Douglas' Egyptian Liniment an older example. Yours is 20th century somewhere.

 The Zips is cool, and may hold the best value, along with the Stubby of the lot. I'm guessing 1950's on the Zips. There may be dating and maker info on the base.






  It's a 1940's form but may have been made later. Toronto? Too bad about the ACL degradation...

 The MOM tablets, though a nice window blue, has no real value, due to the high numbers recently produced.
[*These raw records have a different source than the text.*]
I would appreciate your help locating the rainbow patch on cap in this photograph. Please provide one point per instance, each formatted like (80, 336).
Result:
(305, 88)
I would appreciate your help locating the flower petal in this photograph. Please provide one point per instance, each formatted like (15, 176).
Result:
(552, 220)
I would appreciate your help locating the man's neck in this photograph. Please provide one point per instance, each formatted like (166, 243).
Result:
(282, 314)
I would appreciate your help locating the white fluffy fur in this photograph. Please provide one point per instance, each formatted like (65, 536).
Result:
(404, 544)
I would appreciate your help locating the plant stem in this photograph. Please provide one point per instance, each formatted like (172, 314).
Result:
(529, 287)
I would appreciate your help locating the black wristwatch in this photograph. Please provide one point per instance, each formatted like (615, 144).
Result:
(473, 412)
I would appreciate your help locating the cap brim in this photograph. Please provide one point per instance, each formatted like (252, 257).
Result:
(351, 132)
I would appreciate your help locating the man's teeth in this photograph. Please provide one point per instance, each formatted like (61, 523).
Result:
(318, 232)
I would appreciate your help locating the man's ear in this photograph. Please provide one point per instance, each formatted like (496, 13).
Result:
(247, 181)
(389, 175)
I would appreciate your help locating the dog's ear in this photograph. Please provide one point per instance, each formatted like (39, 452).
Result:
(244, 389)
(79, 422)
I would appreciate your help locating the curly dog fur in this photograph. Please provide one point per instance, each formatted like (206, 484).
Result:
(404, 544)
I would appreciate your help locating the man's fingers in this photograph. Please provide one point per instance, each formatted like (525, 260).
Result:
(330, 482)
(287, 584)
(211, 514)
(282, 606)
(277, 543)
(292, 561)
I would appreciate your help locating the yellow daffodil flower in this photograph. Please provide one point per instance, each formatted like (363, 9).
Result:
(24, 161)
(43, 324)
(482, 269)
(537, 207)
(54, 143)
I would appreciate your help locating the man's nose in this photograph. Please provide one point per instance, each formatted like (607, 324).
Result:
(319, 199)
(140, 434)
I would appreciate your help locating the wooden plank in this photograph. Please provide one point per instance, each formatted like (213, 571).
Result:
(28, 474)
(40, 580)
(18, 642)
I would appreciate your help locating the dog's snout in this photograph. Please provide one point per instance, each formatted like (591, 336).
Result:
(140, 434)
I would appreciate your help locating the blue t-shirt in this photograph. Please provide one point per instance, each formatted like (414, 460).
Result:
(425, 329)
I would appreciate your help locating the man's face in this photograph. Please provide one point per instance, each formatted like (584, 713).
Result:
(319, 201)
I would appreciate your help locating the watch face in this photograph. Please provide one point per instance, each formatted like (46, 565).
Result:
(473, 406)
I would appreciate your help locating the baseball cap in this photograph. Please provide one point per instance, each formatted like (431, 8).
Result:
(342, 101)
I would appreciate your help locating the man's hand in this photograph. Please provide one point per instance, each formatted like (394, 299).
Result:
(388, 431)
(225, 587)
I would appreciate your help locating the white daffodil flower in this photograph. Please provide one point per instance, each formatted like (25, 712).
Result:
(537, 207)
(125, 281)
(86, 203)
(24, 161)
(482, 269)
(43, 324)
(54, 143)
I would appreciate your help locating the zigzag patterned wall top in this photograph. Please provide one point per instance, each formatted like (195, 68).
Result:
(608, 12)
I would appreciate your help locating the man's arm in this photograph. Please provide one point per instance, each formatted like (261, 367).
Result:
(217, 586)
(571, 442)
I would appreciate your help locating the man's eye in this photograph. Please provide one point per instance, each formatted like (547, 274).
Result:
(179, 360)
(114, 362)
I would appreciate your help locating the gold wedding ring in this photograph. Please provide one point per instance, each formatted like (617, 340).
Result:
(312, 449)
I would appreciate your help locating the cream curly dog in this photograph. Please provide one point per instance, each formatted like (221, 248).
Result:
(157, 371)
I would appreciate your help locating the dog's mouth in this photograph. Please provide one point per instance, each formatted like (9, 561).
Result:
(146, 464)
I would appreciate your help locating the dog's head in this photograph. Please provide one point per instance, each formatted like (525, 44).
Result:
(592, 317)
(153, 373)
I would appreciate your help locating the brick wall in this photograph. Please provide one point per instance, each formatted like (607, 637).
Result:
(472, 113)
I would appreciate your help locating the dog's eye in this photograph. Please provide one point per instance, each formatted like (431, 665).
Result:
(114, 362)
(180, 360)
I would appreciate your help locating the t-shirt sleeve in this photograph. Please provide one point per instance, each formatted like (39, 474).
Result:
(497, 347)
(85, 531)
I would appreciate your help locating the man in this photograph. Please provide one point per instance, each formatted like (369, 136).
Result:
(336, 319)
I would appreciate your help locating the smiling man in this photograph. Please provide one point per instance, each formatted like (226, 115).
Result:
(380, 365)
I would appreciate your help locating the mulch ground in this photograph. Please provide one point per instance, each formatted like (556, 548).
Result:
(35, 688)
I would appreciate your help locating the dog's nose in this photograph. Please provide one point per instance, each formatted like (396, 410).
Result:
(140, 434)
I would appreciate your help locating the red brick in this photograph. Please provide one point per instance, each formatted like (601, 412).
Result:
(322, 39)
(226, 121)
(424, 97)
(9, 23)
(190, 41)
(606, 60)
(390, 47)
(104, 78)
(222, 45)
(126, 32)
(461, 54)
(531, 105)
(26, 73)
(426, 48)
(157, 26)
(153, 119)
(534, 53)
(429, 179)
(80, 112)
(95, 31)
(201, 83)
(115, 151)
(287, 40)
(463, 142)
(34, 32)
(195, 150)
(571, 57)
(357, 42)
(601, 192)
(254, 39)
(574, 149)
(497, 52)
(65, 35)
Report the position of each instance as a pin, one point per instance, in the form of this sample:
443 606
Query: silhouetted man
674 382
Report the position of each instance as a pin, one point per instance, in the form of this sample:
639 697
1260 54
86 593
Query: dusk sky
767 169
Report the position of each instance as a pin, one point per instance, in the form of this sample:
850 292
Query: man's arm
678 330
 The last 2 may be the oldest. Can't really tell from so far away...[8D]


----------



## dw3000 (Mar 14, 2012)

The Stubby in nice, although the label is a bit faded.  I'd like to find one.  Here's the before and after...


----------



## CreekWalker (Mar 16, 2012)

If that embossed Stubby amber was tatooed instead of embosssed, stub would be nearly unemployable![] That's some major embossing on that soda!


----------



## surfaceone (Mar 16, 2012)

> ORIGINAL:  dw3000
> 
> The Stubby in nice, although the label is a bit faded.  I'd like to find one.  Here's the before and after...


 
 Now you're talking, Dan,

 I am really visually feeling that "Before," *big*time!




From.


----------



## dw3000 (Mar 18, 2012)

Yeah the embossing is pretty crazy.  It's a very cool bottle.


----------



## dw3000 (Mar 18, 2012)

Does anyone know the value of the little ZIP bottle?


----------